Avant de devenir l’opium des peuples qu’il est aujourd’hui, le sport en général et le football en particulier étaient des armes redoutables dans les mains du peuple même. De nos temps, on subit la puissance du sport avec ses portées politique, économique, voire géopolitique. Jadis, il était utilisé, par les «indigènes» algériens pour «préserver l’identité nationale du temps du colonisateur français». Une époque que le chercheur algérien, Youcef Fates, a retracée à l’occasion d’une conférence organisée par l’Association pour le Développement et la promotion de l’entreprise (ADPE) d’Alger. Et c’était pour le moins passionnant.

Le ludique peut finir par devenir révolutionnaire. Absolument, oui ! L’histoire de la Révolution algérienne le prouve si bien. Et pourtant, la France, du temps où elle occupait nos terres, a essayé, tant bien que mal, de contenir l’activité sportive dans sa globalité pour minimiser les risques d’un retournement de ce qu’elle appelait les Indigènes. Ségrégation sportive, francisation de l’Islam via l’appropriation du croissant et l’étoile, ses symboles forts et les circulaires de restriction dans le fonctionnement des clubs musulmans, tout était ficelé pour que le militantisme ne trouve pas de berceau en le sport. En vain… Pour le conférencier Youcef Fates, l’équipe du Front de libération nationale (FLN) était l’aboutissement d’un long processus. La résultante d’une lutte initiée par les clubs sportifs. Bien avant 1958, année de la naissance de cette glorieuse sélection, qui a fini par internationaliser la cause algérienne dans certains pays arabes, l’Europe de l’Est ainsi que l’Asie du Sud-Est.

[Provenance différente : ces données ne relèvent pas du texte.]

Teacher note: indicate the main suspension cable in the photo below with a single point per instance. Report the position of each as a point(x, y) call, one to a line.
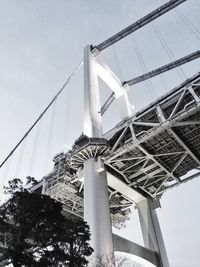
point(187, 22)
point(42, 114)
point(143, 65)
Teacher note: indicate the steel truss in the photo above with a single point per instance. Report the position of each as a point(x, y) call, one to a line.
point(153, 150)
point(64, 185)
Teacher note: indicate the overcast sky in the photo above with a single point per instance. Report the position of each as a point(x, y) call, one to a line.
point(41, 42)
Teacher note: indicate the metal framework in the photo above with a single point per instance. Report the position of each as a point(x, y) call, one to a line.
point(161, 143)
point(151, 152)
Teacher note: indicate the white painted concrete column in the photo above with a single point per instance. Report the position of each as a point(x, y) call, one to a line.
point(96, 201)
point(151, 231)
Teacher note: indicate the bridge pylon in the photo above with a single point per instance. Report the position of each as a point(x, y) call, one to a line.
point(96, 201)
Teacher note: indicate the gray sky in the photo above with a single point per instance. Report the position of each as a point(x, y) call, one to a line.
point(40, 44)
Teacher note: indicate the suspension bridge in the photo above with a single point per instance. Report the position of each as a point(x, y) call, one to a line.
point(147, 153)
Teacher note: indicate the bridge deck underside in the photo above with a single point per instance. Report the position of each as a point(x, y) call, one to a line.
point(150, 152)
point(158, 146)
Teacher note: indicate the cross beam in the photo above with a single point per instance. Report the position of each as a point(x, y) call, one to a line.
point(139, 23)
point(164, 68)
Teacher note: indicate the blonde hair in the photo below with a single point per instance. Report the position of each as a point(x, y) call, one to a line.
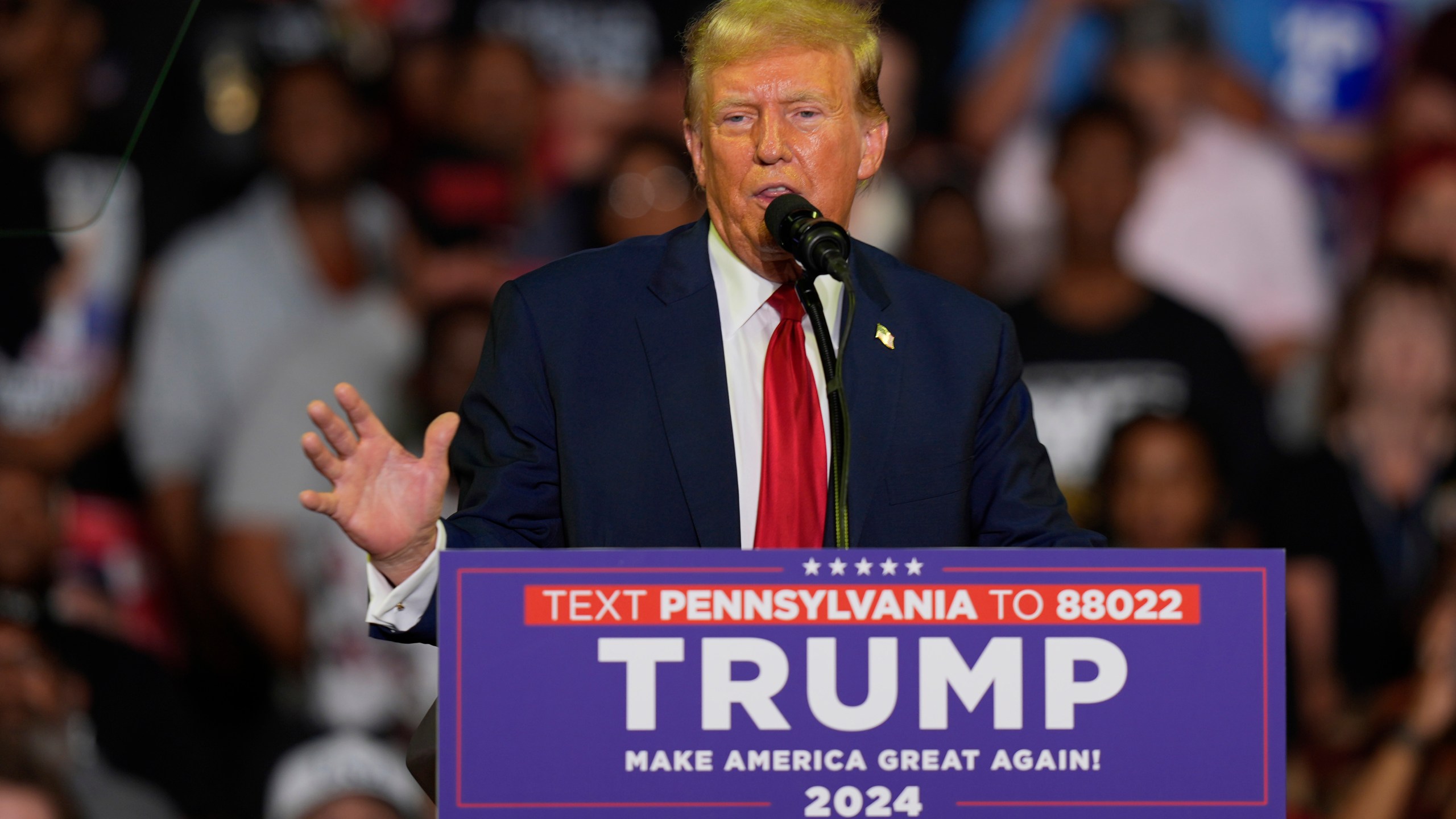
point(733, 30)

A toute finalité un commencement

Monsieur Fates, lors de son exposition, a parlé de «deux temporalités. Celle de la colonisation qui a vu la naissance du sport. Quant à la deuxième période, c’était celle de la Lutte de la libération nationale» en soulignant que «par la suite, il y a eu – naturellement – une nouvelle politique spécifiquement algérienne avec l’émanation de l’Etat souverain algérien nouveau.» Dans le discours du docteur d’Etat en science politique, le but était de «montrer que lors de la période de colonisation, plus particulièrement, le football a joué un rôle fondamental pour la préservation de l’identité nationale et dans le nationalisme. L’équipe du FLN a, pour sa part, joué un double rôle. Au plan interne et au plan international.» D’abord, il fallait noter que «le sport n’avait pas une place centrale à l’époque coloniale chez les Algériens. Il était minoré, voire mal-accepté. Le besoin premier était de survivre. Jouer au football était non accepté par les familles musulmanes algériennes. Sur le plan scientifique, on ne s’intéressait pas vraiment au sport comme aujourd’hui. Sans oublier le statut du corps humain en Islam avec ses restrictions car il ne peut pas être exposé aussi facilement comme aujourd’hui. Il y a ce qu’on appelle la «Awra» avec des choses qu’on ne pouvait pas mettre en évidence.»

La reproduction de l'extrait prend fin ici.